Touted as the first ever wife and husband exhibition in FAB Gallery, Amie Rangel’s “From the Observation Room” and Matthew Rangel’s “a transect - Due East” are certainly a great compliment to each other’s shows.
Both shows present an interest in spatial relations, albeit executed differently as Mrs. Rangel remains preoccupied with phenomenology of interior institutions while Mr. Rangel is invested in the cartographic traversal of landscape.
Working in drawing and intermediary, Mrs. Rangel’s research has been primarily based in the clinical pens within the Swine Research and Technology Centre. The spaces she devotes her black and white renderings are always empty, void of the presence that permeates those spaces nonetheless. In the single installation, “Overflow,” she situates her fascination for the sterile institutional glimmer through an endless row of miniature standardized single steel cot beds. Offering a memory of being in this specific space, Rangel follows her intuition, as it is not so much the space itself that is alluring, but its lack that pulls you in.

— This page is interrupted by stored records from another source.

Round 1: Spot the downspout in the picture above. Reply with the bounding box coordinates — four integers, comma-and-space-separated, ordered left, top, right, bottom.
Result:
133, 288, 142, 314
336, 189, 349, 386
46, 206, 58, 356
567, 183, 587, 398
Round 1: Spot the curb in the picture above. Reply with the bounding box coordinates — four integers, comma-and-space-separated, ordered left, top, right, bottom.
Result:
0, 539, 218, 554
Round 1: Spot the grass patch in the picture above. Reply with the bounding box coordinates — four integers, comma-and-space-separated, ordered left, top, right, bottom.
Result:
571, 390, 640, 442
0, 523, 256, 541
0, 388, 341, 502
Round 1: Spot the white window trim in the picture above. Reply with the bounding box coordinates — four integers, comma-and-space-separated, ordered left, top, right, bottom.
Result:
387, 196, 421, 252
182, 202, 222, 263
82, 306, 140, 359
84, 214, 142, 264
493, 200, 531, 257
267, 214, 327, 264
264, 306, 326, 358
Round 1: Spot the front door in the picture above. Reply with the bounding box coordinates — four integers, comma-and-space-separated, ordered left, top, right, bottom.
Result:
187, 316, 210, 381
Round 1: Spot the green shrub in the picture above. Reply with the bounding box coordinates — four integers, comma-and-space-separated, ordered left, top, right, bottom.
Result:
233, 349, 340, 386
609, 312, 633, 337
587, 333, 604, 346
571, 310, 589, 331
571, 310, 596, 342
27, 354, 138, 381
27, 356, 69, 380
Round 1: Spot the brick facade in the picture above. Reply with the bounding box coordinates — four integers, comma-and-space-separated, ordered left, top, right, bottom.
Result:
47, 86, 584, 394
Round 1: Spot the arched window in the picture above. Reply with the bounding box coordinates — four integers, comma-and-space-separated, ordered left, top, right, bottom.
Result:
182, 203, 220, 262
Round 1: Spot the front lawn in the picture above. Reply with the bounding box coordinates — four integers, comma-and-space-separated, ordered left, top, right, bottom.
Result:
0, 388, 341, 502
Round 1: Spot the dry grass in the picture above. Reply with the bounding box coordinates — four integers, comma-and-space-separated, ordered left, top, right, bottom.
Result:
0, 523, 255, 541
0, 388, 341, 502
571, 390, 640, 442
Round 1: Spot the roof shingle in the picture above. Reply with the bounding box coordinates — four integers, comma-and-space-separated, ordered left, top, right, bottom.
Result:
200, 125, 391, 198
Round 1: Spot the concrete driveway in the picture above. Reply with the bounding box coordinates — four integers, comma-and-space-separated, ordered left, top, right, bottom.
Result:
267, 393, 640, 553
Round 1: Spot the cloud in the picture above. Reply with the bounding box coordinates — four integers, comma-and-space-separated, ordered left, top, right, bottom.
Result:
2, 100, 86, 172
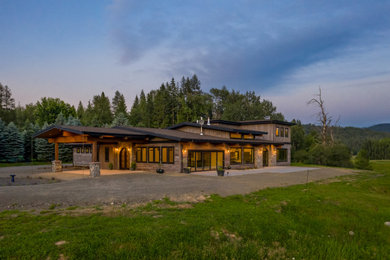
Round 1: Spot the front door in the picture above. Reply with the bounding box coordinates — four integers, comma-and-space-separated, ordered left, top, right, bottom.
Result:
263, 148, 268, 167
119, 148, 130, 170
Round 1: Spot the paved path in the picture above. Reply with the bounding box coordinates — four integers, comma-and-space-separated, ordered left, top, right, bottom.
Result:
0, 168, 353, 210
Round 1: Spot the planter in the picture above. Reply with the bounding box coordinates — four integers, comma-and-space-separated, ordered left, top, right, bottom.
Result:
217, 170, 225, 176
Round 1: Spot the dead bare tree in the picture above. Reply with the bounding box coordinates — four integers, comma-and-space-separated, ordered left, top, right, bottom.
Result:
307, 88, 332, 144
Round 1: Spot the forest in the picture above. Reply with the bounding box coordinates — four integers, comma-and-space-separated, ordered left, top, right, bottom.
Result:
0, 75, 390, 168
0, 75, 284, 162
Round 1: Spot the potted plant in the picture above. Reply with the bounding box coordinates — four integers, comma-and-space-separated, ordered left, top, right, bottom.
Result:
156, 164, 164, 174
130, 162, 137, 171
217, 166, 225, 176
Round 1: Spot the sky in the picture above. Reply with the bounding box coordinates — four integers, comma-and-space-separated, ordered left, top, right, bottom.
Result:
0, 0, 390, 127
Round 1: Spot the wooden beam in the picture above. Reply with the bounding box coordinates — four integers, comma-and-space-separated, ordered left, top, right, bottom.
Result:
54, 143, 59, 161
48, 135, 88, 143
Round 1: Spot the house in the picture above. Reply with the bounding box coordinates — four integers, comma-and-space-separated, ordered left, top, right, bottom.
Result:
35, 120, 293, 175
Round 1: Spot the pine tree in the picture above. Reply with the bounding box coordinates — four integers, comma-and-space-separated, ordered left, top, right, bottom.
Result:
111, 113, 129, 127
35, 123, 54, 162
4, 122, 24, 162
112, 91, 127, 116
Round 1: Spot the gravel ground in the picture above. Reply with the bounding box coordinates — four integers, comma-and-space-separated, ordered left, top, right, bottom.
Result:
0, 168, 353, 210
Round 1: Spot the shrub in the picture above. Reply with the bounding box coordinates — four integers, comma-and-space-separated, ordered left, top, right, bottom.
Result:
355, 149, 372, 170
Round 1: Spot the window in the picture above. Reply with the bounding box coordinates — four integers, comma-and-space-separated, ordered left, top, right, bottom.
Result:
149, 147, 160, 163
135, 147, 147, 162
244, 134, 255, 139
230, 148, 242, 164
242, 148, 253, 164
161, 147, 174, 163
104, 147, 110, 162
276, 148, 287, 162
230, 133, 242, 139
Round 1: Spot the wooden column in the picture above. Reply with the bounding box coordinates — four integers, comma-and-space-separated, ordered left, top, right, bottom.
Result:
54, 143, 59, 161
92, 142, 98, 162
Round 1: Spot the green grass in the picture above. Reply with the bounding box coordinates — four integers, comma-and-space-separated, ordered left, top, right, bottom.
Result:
0, 161, 390, 259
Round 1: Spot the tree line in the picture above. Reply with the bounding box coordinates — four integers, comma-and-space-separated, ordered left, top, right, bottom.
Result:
0, 75, 284, 162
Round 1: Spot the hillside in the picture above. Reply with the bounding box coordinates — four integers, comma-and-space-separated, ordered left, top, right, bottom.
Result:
303, 124, 390, 154
368, 123, 390, 133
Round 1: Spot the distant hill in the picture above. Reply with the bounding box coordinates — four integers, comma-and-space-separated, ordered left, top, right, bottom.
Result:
368, 123, 390, 133
302, 124, 390, 154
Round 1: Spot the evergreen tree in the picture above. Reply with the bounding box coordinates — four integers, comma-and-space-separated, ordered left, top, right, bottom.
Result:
0, 118, 7, 162
54, 112, 66, 125
111, 113, 129, 127
3, 122, 24, 162
112, 91, 127, 116
35, 123, 54, 162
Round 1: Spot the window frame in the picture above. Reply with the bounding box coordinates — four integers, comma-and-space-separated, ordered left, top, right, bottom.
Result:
104, 147, 110, 162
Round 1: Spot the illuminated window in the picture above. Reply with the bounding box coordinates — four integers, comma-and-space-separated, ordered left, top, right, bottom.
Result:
242, 148, 253, 163
230, 133, 242, 139
135, 147, 147, 162
149, 147, 160, 163
161, 147, 175, 163
104, 147, 110, 162
230, 148, 242, 164
276, 148, 287, 162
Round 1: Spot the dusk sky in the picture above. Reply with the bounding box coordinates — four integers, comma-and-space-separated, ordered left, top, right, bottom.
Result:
0, 0, 390, 127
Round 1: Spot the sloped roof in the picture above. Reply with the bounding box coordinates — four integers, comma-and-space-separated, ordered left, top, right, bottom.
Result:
167, 122, 268, 135
33, 125, 146, 139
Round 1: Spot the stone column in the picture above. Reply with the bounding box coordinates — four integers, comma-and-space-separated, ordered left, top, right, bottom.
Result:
51, 160, 62, 172
89, 162, 100, 177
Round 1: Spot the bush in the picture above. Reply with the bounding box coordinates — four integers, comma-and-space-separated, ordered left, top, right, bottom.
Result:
355, 149, 372, 170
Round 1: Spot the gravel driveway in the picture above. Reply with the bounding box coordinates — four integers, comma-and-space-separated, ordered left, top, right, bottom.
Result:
0, 167, 353, 210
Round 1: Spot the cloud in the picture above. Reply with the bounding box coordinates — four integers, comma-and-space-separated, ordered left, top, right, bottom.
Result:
111, 1, 390, 89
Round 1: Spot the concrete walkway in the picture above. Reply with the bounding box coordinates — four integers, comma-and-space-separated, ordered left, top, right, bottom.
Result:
191, 166, 320, 177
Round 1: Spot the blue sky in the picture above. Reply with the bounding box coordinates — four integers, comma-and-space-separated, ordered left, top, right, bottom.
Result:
0, 0, 390, 126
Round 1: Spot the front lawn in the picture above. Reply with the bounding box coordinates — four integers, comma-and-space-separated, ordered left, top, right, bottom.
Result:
0, 161, 390, 259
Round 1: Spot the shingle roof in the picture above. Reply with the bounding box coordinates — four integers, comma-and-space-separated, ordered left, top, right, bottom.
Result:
33, 125, 145, 138
167, 122, 268, 135
211, 119, 295, 126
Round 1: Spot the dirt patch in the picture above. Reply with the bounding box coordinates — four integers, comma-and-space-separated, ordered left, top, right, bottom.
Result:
0, 176, 60, 186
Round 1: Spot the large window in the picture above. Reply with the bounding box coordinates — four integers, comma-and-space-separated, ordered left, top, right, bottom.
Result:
230, 147, 254, 164
148, 147, 160, 163
187, 150, 224, 171
230, 133, 242, 139
230, 148, 242, 164
242, 148, 254, 164
276, 148, 287, 162
161, 147, 175, 163
135, 147, 147, 162
104, 147, 110, 162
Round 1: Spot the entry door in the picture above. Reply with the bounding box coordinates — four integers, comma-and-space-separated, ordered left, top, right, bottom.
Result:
119, 148, 129, 169
263, 149, 268, 167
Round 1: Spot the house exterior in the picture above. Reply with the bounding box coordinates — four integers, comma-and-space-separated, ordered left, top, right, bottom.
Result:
35, 120, 293, 172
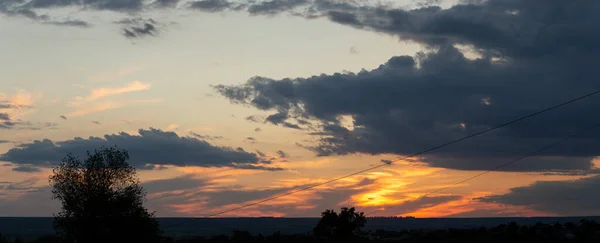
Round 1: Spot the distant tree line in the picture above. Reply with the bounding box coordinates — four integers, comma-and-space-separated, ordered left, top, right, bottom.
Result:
0, 147, 600, 243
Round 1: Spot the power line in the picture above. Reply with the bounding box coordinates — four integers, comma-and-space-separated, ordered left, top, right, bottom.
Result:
365, 120, 600, 215
163, 90, 600, 228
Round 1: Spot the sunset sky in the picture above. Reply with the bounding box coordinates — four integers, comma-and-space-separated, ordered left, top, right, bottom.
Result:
0, 0, 600, 217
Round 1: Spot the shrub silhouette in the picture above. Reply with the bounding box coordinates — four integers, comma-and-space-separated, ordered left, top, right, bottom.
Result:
313, 207, 367, 239
50, 147, 160, 243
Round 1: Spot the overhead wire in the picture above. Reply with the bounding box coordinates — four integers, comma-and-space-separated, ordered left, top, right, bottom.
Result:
365, 120, 600, 216
162, 90, 600, 229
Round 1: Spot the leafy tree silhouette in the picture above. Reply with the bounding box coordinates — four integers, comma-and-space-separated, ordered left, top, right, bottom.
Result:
50, 147, 161, 243
313, 207, 367, 239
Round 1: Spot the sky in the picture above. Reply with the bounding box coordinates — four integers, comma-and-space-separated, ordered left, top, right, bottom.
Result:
0, 0, 600, 217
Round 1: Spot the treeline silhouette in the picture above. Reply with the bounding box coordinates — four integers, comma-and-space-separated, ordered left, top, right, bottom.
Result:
0, 147, 600, 243
0, 220, 600, 243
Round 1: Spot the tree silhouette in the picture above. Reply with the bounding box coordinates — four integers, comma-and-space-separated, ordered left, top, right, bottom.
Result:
313, 207, 367, 239
50, 147, 160, 243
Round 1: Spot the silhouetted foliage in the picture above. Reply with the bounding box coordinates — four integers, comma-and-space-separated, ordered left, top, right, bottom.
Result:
313, 207, 367, 239
50, 147, 160, 243
0, 220, 600, 243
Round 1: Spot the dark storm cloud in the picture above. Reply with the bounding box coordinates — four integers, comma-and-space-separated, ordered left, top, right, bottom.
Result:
215, 0, 600, 171
277, 150, 290, 159
0, 128, 276, 170
248, 0, 310, 15
385, 195, 462, 215
122, 22, 157, 38
380, 159, 393, 165
152, 0, 179, 8
190, 0, 234, 12
478, 176, 600, 216
142, 176, 211, 193
190, 132, 225, 140
25, 0, 144, 12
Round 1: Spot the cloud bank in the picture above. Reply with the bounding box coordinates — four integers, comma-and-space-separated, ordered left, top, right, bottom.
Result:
215, 0, 600, 171
0, 128, 280, 170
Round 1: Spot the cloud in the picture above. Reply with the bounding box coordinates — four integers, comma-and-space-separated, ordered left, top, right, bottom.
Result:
142, 175, 210, 193
380, 159, 393, 165
24, 0, 143, 12
123, 23, 157, 38
189, 0, 233, 12
0, 128, 282, 170
277, 150, 290, 159
477, 175, 600, 216
215, 0, 600, 171
245, 115, 264, 123
66, 81, 157, 117
152, 0, 179, 8
0, 4, 91, 28
248, 0, 310, 15
69, 81, 152, 106
190, 132, 225, 140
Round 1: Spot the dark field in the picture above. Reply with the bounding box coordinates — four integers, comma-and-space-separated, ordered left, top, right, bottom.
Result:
0, 217, 600, 239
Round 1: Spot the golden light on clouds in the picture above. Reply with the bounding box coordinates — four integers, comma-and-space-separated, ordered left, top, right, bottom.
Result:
68, 81, 152, 106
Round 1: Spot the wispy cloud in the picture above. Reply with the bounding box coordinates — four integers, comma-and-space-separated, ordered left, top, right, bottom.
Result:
66, 81, 157, 117
88, 65, 143, 81
69, 81, 152, 106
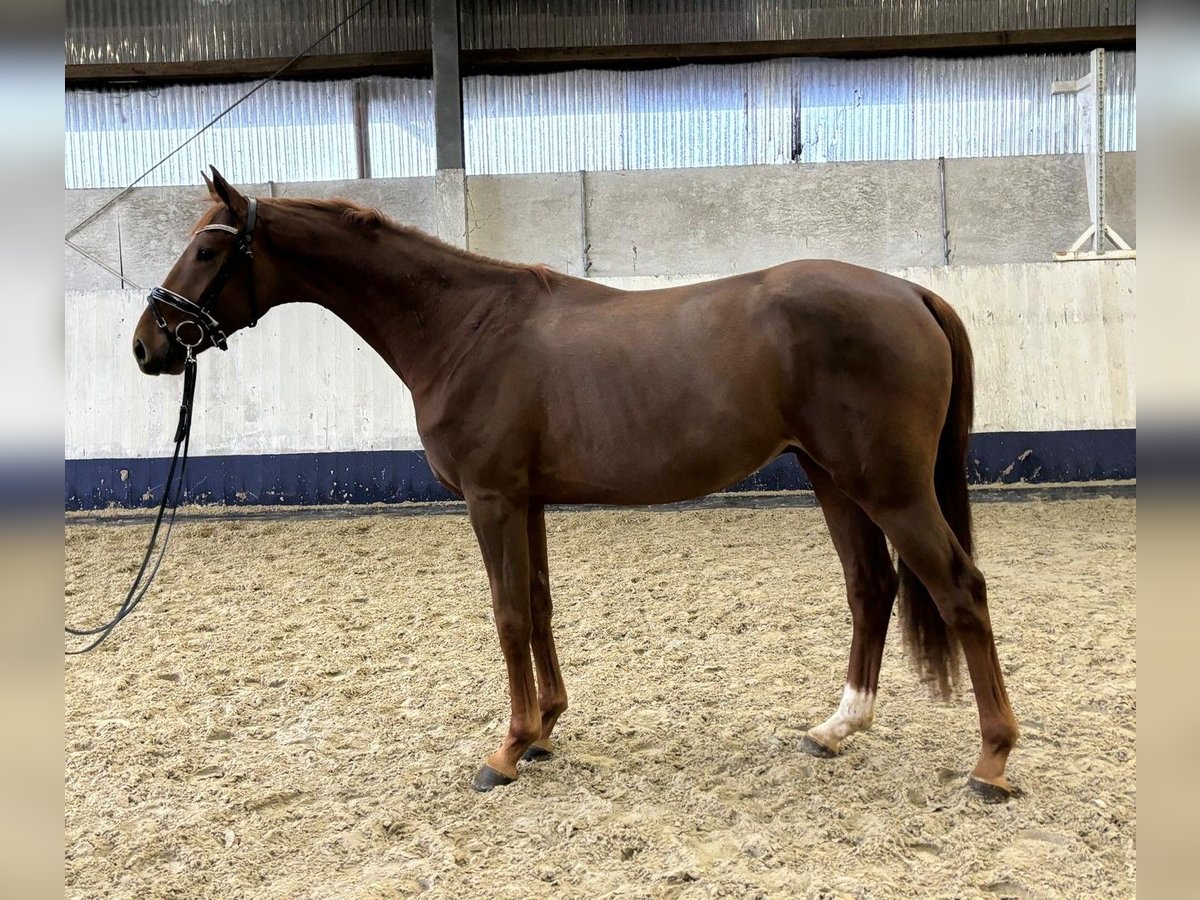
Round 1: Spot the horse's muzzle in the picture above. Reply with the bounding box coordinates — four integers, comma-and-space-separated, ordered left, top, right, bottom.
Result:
133, 337, 184, 374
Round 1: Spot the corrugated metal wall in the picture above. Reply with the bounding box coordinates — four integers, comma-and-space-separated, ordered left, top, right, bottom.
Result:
65, 0, 1135, 65
462, 0, 1135, 49
65, 0, 430, 65
66, 52, 1136, 187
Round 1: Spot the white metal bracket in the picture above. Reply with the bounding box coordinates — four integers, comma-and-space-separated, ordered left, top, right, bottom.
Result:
1050, 49, 1138, 263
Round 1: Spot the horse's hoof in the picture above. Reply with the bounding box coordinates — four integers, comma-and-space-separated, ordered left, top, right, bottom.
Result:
800, 734, 838, 760
470, 763, 516, 793
967, 775, 1020, 803
521, 744, 554, 762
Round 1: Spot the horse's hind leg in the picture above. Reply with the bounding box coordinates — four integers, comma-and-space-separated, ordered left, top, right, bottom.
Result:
523, 505, 566, 760
797, 454, 898, 756
871, 487, 1018, 799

Mr. Rangel on the other hand places himself directly into the spaces which interests him, namely into the foothills and Sierra Nevada Mountains. His presence along the cross-country hikes in his encounters and observations fuel many of the works through a mixture of archival prints, correspondences, and even audio files. The sound bytes, however interesting on their own, simply remain on their own without formally integrating them into the rest of the show, which stands as a very precise conception of experience into art.
On their own, the exhibits each respectively address our experiences of space as remembered through being and our ontological presence as a remembered experience; but together, the works present two different entry points into a mutual interest--and appear stronger because of it.